AFP - Mercredi 7 mai, 12h57

PARIS (AFP) - Le président UMP de l'Assemblée nationale, Bernard Accoyer sera auditionné par la commission des Lois de l'Assemblée nationale mercredi à 17h00 sur le projet de loi constitutionnelle, a-t-on appris de source parlementaire.

Le président de l'Assemblée a esquissé lundi plusieurs pistes afin de parvenir à un compromis sur la réforme des institutions qui divise la droite et la gauche.

Il a notamment souhaité que le chef de l'Etat s'exprime, une seule fois par an, devant le Congrès mais pas devant l'une ou l'autre des assemblées comme le prévoit le projet gouvernemental.

Il a également souhaité que "la majorité fasse des propositions" sur la prise en compte du temps de parole du président dans les médias avec celle du gouvernement, lorsqu'il intervient sur des questions de politique intérieure.

L'audition de M. Accoyer sera ouverte à la presse.

Le président de l'Assemblée nationale sera la dernière personnalité auditionnée par la commission des Lois qui entamera mercredi 14 l'examen au fond du projet de loi avant son examen en séance publique du 20 au 23 mai.

De son côté, le président du groupe PS à l'Assemblée nationale Jean-Marc Ayrault a appelé au "dialogue républicain" pour mener à bien la réforme des institutions grâce à un "pacte démocratique", jugeant le projet de loi inacceptable "en l'état".

Un dialogue parce qu'"arithmétiquement vous êtes contraints au compromis" et parce que "politiquement il touche à ce qui est notre bien commun: la démocratie", a déclaré M. Ayrault à l'intention des députés de la majorité lors de son audition par la commission des Lois de l'Assemblée.

"Sachons saisir l'occasion de dépasser les clivages droite gauche", a demandé le chef de file des députés PS au lendemain de ses rencontres avec François Fillon puis Jean-François Copé (UMP) sur la réforme.

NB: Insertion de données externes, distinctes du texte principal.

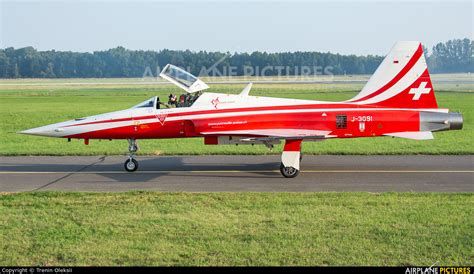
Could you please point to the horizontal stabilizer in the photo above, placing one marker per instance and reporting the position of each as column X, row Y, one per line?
column 245, row 92
column 414, row 135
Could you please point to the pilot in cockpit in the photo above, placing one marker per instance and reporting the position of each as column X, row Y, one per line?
column 173, row 100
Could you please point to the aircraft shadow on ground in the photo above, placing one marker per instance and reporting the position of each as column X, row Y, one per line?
column 159, row 166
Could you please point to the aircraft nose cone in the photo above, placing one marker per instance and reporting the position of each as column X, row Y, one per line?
column 48, row 131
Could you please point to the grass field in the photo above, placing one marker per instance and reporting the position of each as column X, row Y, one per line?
column 144, row 228
column 34, row 102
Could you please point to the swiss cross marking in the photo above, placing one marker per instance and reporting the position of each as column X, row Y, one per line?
column 422, row 89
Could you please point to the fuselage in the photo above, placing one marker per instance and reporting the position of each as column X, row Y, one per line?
column 214, row 112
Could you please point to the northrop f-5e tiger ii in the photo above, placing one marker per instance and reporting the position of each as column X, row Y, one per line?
column 398, row 101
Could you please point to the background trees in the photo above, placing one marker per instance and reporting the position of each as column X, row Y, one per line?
column 451, row 56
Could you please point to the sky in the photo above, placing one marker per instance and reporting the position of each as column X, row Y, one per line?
column 346, row 27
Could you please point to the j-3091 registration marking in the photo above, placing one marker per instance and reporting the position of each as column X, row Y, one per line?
column 367, row 118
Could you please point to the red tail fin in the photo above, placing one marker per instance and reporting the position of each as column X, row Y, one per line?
column 401, row 81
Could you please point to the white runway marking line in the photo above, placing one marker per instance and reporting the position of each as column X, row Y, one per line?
column 234, row 171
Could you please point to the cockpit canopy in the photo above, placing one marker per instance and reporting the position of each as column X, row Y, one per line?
column 182, row 79
column 150, row 103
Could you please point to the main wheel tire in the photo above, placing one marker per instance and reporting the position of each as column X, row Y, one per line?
column 289, row 172
column 131, row 165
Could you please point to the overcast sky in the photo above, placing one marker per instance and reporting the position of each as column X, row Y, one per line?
column 358, row 27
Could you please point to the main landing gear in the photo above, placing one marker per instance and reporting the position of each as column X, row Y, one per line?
column 290, row 159
column 131, row 164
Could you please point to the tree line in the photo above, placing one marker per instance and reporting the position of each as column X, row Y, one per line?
column 449, row 57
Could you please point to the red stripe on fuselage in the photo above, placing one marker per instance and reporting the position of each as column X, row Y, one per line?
column 232, row 110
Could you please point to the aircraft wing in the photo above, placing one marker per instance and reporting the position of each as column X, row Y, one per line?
column 273, row 134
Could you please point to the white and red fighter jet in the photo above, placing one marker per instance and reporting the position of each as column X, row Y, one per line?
column 397, row 101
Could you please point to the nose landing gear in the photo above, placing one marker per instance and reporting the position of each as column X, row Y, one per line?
column 131, row 164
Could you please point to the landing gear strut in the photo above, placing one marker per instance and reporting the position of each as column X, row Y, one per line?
column 131, row 164
column 288, row 172
column 290, row 158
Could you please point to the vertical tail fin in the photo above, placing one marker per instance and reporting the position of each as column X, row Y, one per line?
column 402, row 80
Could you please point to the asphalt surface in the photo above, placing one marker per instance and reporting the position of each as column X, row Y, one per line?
column 238, row 173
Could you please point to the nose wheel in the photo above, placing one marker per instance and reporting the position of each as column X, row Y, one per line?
column 131, row 164
column 288, row 172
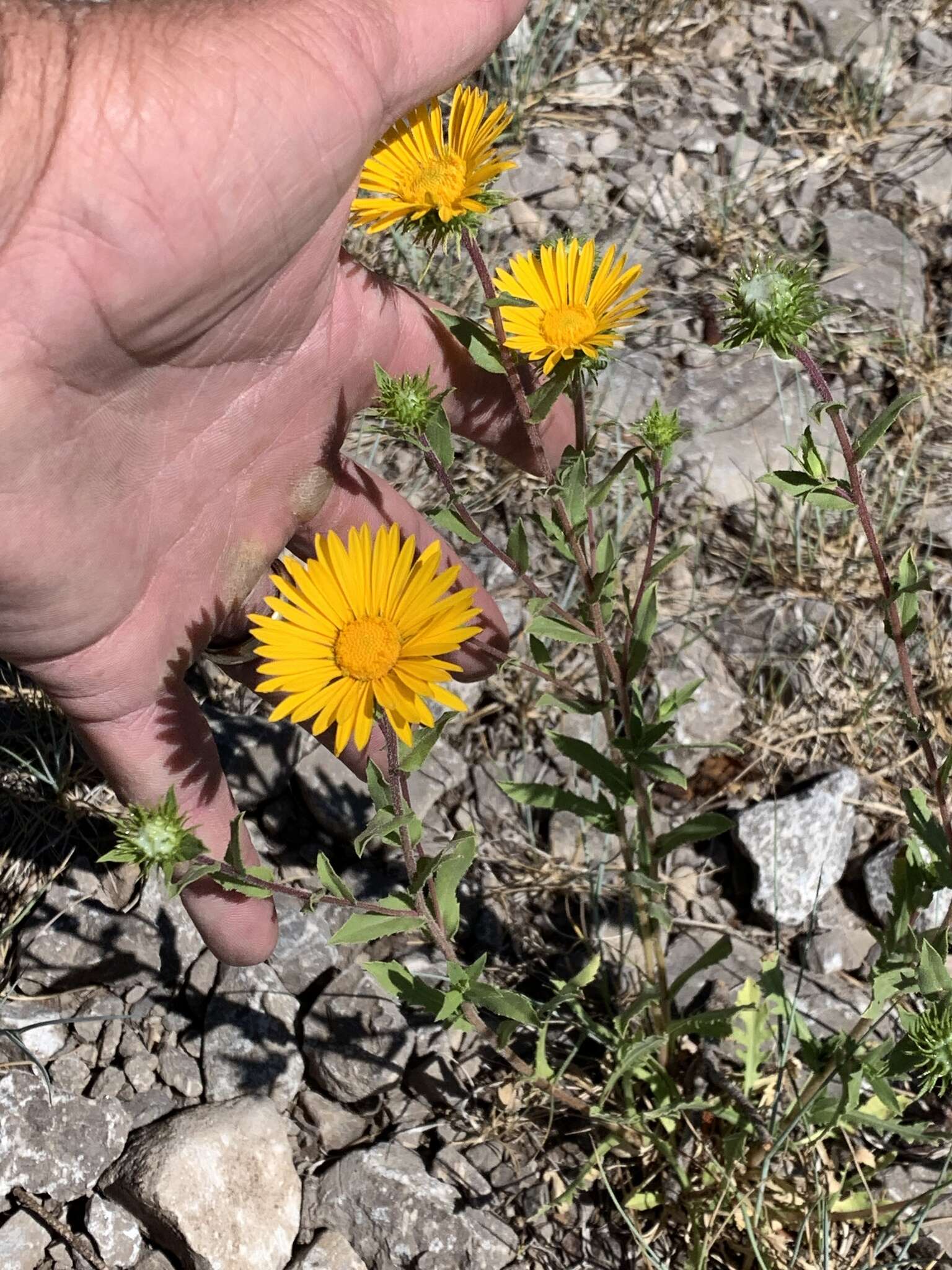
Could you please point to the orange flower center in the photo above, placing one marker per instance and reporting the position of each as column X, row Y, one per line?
column 438, row 182
column 569, row 326
column 367, row 648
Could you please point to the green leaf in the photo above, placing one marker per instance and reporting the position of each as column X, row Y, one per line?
column 446, row 518
column 881, row 424
column 377, row 788
column 439, row 437
column 478, row 342
column 790, row 482
column 518, row 545
column 505, row 1002
column 232, row 856
column 593, row 761
column 245, row 888
column 719, row 950
column 193, row 874
column 643, row 630
column 553, row 628
column 542, row 401
column 700, row 828
column 332, row 882
column 447, row 879
column 402, row 984
column 933, row 975
column 416, row 755
column 558, row 799
column 363, row 928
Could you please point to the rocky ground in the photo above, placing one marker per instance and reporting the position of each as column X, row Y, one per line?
column 291, row 1116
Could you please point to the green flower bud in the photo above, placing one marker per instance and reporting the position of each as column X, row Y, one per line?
column 154, row 837
column 930, row 1038
column 774, row 303
column 409, row 402
column 659, row 429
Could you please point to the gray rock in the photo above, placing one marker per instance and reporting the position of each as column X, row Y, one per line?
column 357, row 1039
column 23, row 1241
column 741, row 413
column 337, row 1127
column 715, row 711
column 800, row 846
column 71, row 940
column 215, row 1185
column 42, row 1041
column 249, row 1043
column 335, row 798
column 875, row 263
column 258, row 756
column 878, row 877
column 398, row 1217
column 70, row 1073
column 179, row 1071
column 329, row 1251
column 115, row 1231
column 304, row 951
column 847, row 27
column 60, row 1148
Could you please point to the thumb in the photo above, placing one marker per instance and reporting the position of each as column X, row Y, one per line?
column 169, row 744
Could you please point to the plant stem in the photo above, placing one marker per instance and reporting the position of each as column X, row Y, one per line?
column 446, row 481
column 856, row 484
column 506, row 355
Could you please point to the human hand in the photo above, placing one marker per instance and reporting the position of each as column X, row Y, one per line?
column 184, row 346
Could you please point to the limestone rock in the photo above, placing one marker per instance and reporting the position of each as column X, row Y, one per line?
column 215, row 1185
column 60, row 1148
column 741, row 413
column 115, row 1231
column 878, row 876
column 357, row 1039
column 23, row 1241
column 875, row 263
column 329, row 1251
column 398, row 1217
column 249, row 1043
column 800, row 846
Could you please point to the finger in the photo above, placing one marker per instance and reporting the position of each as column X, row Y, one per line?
column 379, row 322
column 361, row 497
column 168, row 745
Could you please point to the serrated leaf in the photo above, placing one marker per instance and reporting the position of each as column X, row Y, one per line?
column 699, row 828
column 881, row 424
column 518, row 545
column 439, row 437
column 558, row 799
column 363, row 928
column 447, row 878
column 478, row 342
column 332, row 881
column 247, row 888
column 416, row 755
column 446, row 518
column 594, row 762
column 553, row 628
column 505, row 1002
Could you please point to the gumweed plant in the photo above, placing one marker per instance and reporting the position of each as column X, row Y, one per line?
column 359, row 638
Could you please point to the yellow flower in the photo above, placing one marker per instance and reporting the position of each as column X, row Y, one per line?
column 571, row 310
column 419, row 169
column 364, row 626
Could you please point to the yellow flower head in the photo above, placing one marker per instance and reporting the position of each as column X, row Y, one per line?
column 419, row 168
column 364, row 626
column 571, row 311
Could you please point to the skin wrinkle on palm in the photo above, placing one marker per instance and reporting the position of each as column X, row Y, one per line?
column 254, row 270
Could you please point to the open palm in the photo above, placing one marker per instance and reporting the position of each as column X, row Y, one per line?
column 184, row 346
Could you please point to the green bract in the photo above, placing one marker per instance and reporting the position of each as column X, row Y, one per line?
column 774, row 303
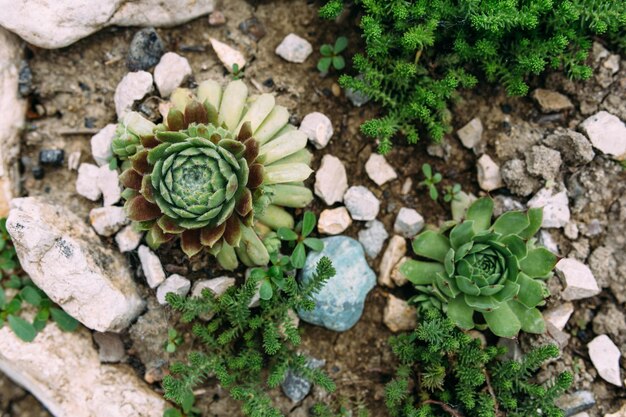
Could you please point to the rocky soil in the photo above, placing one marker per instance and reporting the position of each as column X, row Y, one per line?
column 558, row 148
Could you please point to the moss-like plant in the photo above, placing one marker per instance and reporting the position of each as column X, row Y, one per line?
column 479, row 268
column 217, row 173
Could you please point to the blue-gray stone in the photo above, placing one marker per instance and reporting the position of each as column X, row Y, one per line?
column 339, row 304
column 295, row 386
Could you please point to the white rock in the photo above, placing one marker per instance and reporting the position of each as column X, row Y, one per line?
column 101, row 144
column 489, row 177
column 471, row 134
column 334, row 221
column 63, row 370
column 408, row 222
column 294, row 49
column 578, row 280
column 134, row 86
column 555, row 205
column 227, row 55
column 55, row 24
column 331, row 181
column 399, row 315
column 318, row 128
column 607, row 133
column 66, row 259
column 396, row 249
column 109, row 184
column 106, row 221
column 13, row 110
column 128, row 239
column 171, row 71
column 379, row 170
column 151, row 266
column 87, row 181
column 559, row 315
column 174, row 283
column 605, row 357
column 361, row 203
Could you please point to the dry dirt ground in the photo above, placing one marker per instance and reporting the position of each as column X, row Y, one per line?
column 73, row 96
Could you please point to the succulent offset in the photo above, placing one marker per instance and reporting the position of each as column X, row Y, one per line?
column 477, row 268
column 216, row 173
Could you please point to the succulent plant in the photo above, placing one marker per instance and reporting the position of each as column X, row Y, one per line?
column 217, row 172
column 478, row 268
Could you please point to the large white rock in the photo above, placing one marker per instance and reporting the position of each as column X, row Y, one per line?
column 379, row 170
column 67, row 260
column 171, row 71
column 605, row 357
column 134, row 86
column 556, row 212
column 578, row 280
column 318, row 128
column 13, row 110
column 331, row 181
column 64, row 372
column 101, row 144
column 55, row 24
column 607, row 133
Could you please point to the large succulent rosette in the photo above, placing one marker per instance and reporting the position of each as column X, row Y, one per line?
column 477, row 268
column 217, row 172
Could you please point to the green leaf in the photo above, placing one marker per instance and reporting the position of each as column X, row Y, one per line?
column 339, row 63
column 340, row 44
column 314, row 243
column 65, row 321
column 503, row 322
column 22, row 329
column 420, row 272
column 266, row 291
column 431, row 245
column 480, row 212
column 286, row 234
column 298, row 257
column 308, row 223
column 538, row 263
column 511, row 223
column 460, row 313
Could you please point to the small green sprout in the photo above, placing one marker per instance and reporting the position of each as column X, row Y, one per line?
column 431, row 181
column 331, row 55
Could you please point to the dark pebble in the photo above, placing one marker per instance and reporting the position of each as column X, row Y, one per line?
column 145, row 50
column 51, row 157
column 38, row 172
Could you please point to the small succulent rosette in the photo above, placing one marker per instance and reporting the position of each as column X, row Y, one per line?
column 217, row 173
column 484, row 274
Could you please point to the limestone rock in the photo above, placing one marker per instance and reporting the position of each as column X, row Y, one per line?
column 64, row 372
column 379, row 170
column 61, row 23
column 66, row 259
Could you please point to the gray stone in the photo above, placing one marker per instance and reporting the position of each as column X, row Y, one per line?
column 373, row 237
column 471, row 134
column 408, row 222
column 174, row 283
column 339, row 305
column 66, row 259
column 151, row 266
column 170, row 73
column 577, row 278
column 543, row 162
column 607, row 133
column 294, row 49
column 295, row 386
column 318, row 128
column 361, row 203
column 605, row 357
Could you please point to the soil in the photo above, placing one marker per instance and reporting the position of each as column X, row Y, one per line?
column 73, row 99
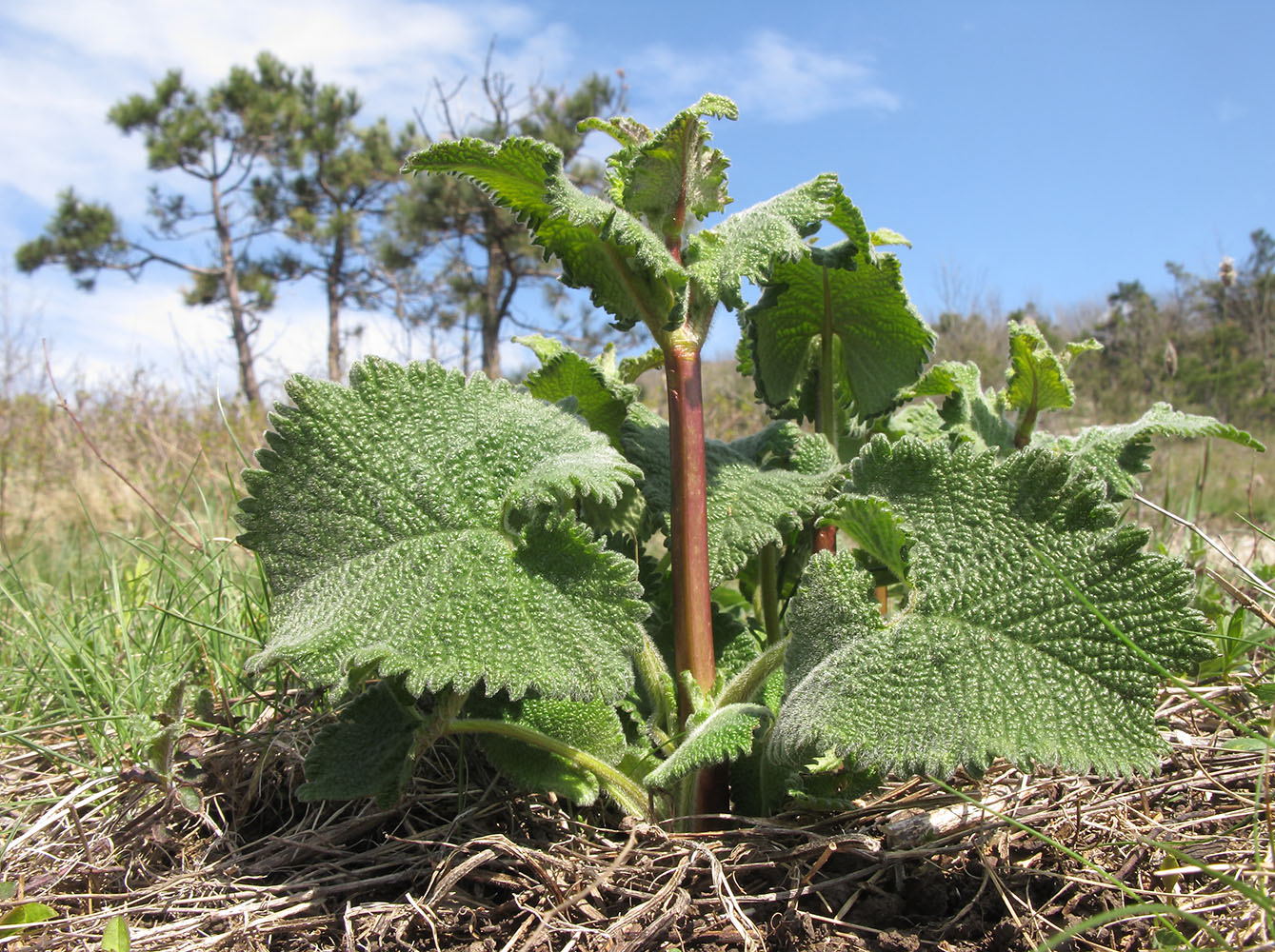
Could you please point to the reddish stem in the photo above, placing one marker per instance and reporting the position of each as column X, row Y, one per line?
column 826, row 538
column 688, row 542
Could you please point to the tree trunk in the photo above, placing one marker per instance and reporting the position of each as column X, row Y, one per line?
column 240, row 331
column 333, row 285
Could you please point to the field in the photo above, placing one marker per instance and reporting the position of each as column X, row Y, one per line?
column 144, row 775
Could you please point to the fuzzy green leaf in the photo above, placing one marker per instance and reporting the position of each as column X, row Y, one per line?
column 369, row 751
column 602, row 248
column 884, row 341
column 1121, row 452
column 759, row 488
column 969, row 413
column 996, row 654
column 591, row 726
column 748, row 244
column 875, row 529
column 887, row 236
column 632, row 367
column 1037, row 379
column 672, row 175
column 115, row 936
column 402, row 522
column 725, row 736
column 599, row 395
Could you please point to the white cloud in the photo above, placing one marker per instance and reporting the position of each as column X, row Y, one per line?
column 773, row 76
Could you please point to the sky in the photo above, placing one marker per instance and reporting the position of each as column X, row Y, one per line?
column 1031, row 151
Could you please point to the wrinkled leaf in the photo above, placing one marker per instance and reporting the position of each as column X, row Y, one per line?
column 967, row 413
column 672, row 175
column 599, row 395
column 369, row 751
column 884, row 341
column 747, row 244
column 602, row 248
column 996, row 654
column 759, row 488
column 1121, row 452
column 408, row 520
column 591, row 726
column 1037, row 380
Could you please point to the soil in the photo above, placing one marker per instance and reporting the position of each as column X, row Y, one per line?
column 226, row 858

Mais le "dialogue engagé avec le gouvernement et le groupe UMP" n'est "ni un petit arrangement entre élus", ni "un Yalta politique", a-t-il ajouté.

M. Ayrault a rappelé le but de sa démarche: "améliorer tout ce qui concourt à un meilleur équilibre de notre démocratie: les droits du Parlement et du citoyen, l'indépendance de la justice, les modes de scrutin, le pluralisme des médias".

"Ce que nous vous proposons, c'est un pacte démocratique signé entre la majorité et l'opposition", a-t-il fait valoir.

Il a répété les conditions posées par le PS: le refus d'un accroissement des pouvoirs du président de la République, un contrôle parlementaire sur les nominations et sur les politiques publiques.

Enfin "il paraît anormal que les engagements militaires de la France attendent six mois pour faire l'objet d'un vote de la représentation nationale", a argué M. Ayrault.

Il a par ailleurs évoqué "l'affirmation du pluralisme et de l'indépendance des médias", la "reconnaissance du droit de vote des étrangers aux élections locales", "la question des modes de scrutin" et celle du "référendum d'initiative populaire".

"Nous avons fait le premier pas. Nous attendons le vôtre", a conclu M. Ayrault en demandant à nouveau "des preuves tangibles d'une volonté de compromis".

Pour sa part Arnaud Montebourg (PS) a noté que "sur la route ce pacte, il y a un certain nombre d'incertitudes à lever".